Lawmakers, including Republican Senators Dan Sullivan and Lisa Murkowski, who is chairwoman of the Senate Energy and Natural Resources Committee, see the decision as a victory for states’ rights, saying that Alaska is best positioned to decide on policy issues regarding wildlife management.
Governor of Alaska Michael Dunleavy says: “Hunting and responsible management of wildlife are an integral part of the Alaskan lifestyle and this will further align hunting regulations on the federal level with those established by the State of Alaska for the benefit of Alaskans.”
Congressman Don Young thanked interior secretary David Bernhardt and the Trump administration, saying: “With the release of this final rule, we are eliminating a wrongful federal seizure of Alaska’s authority. I’m thankful to those who played a role, including the countless state and local stakeholders that have helped to fight this blatant overreach by the previous administration.”

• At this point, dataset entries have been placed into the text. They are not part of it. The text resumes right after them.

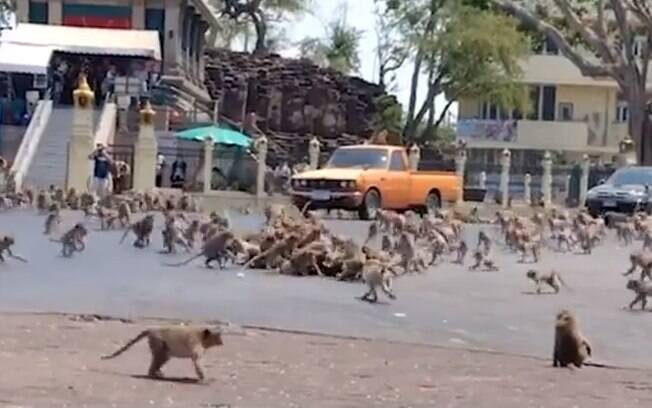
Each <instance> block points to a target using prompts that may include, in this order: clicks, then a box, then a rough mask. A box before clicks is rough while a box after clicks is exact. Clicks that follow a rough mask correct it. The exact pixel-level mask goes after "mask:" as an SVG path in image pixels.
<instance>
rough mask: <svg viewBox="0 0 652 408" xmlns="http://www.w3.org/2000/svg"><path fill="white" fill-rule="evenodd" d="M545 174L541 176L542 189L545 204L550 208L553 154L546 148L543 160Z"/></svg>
mask: <svg viewBox="0 0 652 408" xmlns="http://www.w3.org/2000/svg"><path fill="white" fill-rule="evenodd" d="M541 166H542V167H543V176H542V177H541V191H542V193H543V206H544V207H545V208H549V207H550V206H551V205H552V156H551V155H550V152H549V151H547V150H546V152H545V153H544V154H543V160H542V161H541Z"/></svg>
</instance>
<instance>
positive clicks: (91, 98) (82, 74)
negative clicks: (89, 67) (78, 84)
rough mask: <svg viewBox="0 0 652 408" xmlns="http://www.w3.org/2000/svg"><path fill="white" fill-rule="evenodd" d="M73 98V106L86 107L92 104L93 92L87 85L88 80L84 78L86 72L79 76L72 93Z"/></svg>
mask: <svg viewBox="0 0 652 408" xmlns="http://www.w3.org/2000/svg"><path fill="white" fill-rule="evenodd" d="M72 96H73V99H74V100H75V106H76V107H79V108H88V107H89V106H91V105H92V104H93V101H94V100H95V93H93V90H92V89H91V87H90V86H88V81H87V80H86V74H81V75H80V76H79V86H78V87H77V89H75V90H74V92H73V93H72Z"/></svg>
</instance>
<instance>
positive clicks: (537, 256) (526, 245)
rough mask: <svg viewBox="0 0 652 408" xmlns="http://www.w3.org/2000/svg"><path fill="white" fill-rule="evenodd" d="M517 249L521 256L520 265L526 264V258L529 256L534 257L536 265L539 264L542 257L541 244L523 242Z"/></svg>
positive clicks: (523, 241) (529, 242) (537, 243)
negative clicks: (540, 252) (528, 253)
mask: <svg viewBox="0 0 652 408" xmlns="http://www.w3.org/2000/svg"><path fill="white" fill-rule="evenodd" d="M517 249H518V251H519V252H520V254H521V259H520V260H519V262H520V263H525V258H526V257H527V254H528V253H529V254H531V255H532V261H533V262H534V263H538V262H539V257H540V255H541V253H540V250H539V244H538V243H536V242H529V241H521V242H519V243H518V244H517Z"/></svg>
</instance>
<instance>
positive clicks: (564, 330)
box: [552, 310, 592, 368]
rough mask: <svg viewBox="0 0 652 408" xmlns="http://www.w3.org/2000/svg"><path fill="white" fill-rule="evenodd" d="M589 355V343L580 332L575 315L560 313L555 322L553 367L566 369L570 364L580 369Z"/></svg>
mask: <svg viewBox="0 0 652 408" xmlns="http://www.w3.org/2000/svg"><path fill="white" fill-rule="evenodd" d="M591 353H592V350H591V343H589V340H588V339H587V338H586V337H584V336H583V335H582V333H581V332H580V330H579V328H578V322H577V318H576V317H575V315H574V314H573V313H571V312H569V311H568V310H562V311H560V312H559V313H558V314H557V319H556V322H555V345H554V349H553V354H552V365H553V367H559V366H561V367H568V365H569V364H572V365H574V366H575V367H577V368H581V367H582V365H583V364H584V362H585V360H586V359H587V358H588V357H590V356H591Z"/></svg>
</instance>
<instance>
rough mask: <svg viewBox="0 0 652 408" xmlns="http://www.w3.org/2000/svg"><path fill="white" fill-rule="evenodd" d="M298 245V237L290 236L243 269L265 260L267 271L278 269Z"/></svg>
mask: <svg viewBox="0 0 652 408" xmlns="http://www.w3.org/2000/svg"><path fill="white" fill-rule="evenodd" d="M298 243H299V237H298V236H296V235H288V236H287V237H286V238H285V239H283V240H281V241H280V242H276V243H275V244H273V245H272V246H271V247H270V248H269V249H267V250H266V251H264V252H263V253H261V254H260V255H258V256H256V257H253V258H252V259H250V260H249V262H247V263H245V264H244V265H243V266H242V267H243V268H247V267H249V265H251V264H253V263H255V262H257V261H258V260H263V262H264V265H265V268H266V269H270V268H276V267H278V266H279V265H280V263H281V262H282V259H283V258H284V257H285V256H287V255H289V254H291V253H292V252H293V251H294V250H295V249H296V246H297V244H298Z"/></svg>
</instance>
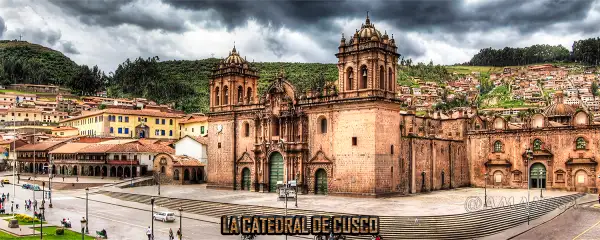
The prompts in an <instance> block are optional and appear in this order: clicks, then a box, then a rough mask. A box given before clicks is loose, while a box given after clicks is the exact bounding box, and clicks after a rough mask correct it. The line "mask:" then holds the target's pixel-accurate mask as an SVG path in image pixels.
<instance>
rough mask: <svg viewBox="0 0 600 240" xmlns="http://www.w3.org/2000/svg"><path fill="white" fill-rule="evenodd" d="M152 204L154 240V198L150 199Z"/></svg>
mask: <svg viewBox="0 0 600 240" xmlns="http://www.w3.org/2000/svg"><path fill="white" fill-rule="evenodd" d="M150 203H151V204H152V235H150V236H152V237H151V239H152V240H154V198H150Z"/></svg>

The Obama administration argued that the rules were necessary to avoid destabilising Alaskan ecosystems by reducing the numbers of predators.
A statement from the park service says that it retains the authority to close areas in national preserves to hunting if there are conservation concerns.

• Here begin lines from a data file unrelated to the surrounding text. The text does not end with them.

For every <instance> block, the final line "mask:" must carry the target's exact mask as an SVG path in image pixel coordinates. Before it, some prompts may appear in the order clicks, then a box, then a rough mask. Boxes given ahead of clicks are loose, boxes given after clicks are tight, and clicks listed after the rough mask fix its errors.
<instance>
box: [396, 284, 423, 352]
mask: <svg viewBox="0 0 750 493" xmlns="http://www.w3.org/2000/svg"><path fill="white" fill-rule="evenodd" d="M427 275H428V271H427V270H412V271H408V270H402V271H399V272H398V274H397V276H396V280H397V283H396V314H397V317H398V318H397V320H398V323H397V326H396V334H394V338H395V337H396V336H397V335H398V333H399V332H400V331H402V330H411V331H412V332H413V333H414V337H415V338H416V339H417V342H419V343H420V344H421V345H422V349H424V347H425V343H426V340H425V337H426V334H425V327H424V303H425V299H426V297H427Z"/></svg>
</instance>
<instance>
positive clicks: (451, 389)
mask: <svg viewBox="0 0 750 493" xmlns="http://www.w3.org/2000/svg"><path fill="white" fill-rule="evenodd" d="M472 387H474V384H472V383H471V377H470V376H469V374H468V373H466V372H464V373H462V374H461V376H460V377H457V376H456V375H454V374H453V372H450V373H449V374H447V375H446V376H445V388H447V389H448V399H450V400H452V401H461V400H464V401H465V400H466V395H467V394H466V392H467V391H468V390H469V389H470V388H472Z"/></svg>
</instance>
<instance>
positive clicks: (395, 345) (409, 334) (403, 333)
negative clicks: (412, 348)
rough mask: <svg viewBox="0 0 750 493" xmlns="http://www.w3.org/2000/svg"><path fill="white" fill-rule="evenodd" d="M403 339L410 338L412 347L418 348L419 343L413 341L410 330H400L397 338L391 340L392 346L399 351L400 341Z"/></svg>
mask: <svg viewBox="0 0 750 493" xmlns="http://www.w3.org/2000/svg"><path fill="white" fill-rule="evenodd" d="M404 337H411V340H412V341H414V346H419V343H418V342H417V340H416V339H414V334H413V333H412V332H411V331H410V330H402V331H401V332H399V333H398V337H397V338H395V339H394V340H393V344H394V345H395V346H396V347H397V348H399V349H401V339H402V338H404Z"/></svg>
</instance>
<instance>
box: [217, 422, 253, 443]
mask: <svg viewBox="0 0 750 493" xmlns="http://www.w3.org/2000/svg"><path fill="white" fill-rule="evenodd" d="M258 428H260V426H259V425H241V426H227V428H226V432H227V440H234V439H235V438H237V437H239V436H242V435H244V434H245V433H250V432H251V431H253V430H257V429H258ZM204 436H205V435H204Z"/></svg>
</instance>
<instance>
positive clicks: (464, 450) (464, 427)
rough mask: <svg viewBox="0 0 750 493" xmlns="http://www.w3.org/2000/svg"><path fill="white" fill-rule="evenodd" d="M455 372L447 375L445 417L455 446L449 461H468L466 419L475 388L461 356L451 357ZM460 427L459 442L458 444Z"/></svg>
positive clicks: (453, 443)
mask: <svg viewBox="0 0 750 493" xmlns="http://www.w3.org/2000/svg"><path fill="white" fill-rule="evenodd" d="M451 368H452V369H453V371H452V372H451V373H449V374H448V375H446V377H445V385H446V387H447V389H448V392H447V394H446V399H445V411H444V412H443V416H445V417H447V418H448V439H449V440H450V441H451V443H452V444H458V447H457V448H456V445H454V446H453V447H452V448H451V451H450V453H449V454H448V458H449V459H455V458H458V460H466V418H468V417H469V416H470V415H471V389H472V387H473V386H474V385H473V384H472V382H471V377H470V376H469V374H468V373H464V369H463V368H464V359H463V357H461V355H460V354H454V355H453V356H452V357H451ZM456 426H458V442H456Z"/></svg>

The new rule, ‘Sport Hunting and Trapping in National Preserves in Alaska’, will soon be published in the Federal Register. National parks in Alaska will remain closed for hunting and trapping.
Under the Trump administration the Department of the Interior has expanded access to public lands for both hunters and fossil fuel companies. In April it proposed expanding access to 2.3 million acres of land across 97 wildlife refuges and nine fish hatcheries for hunting and fishing.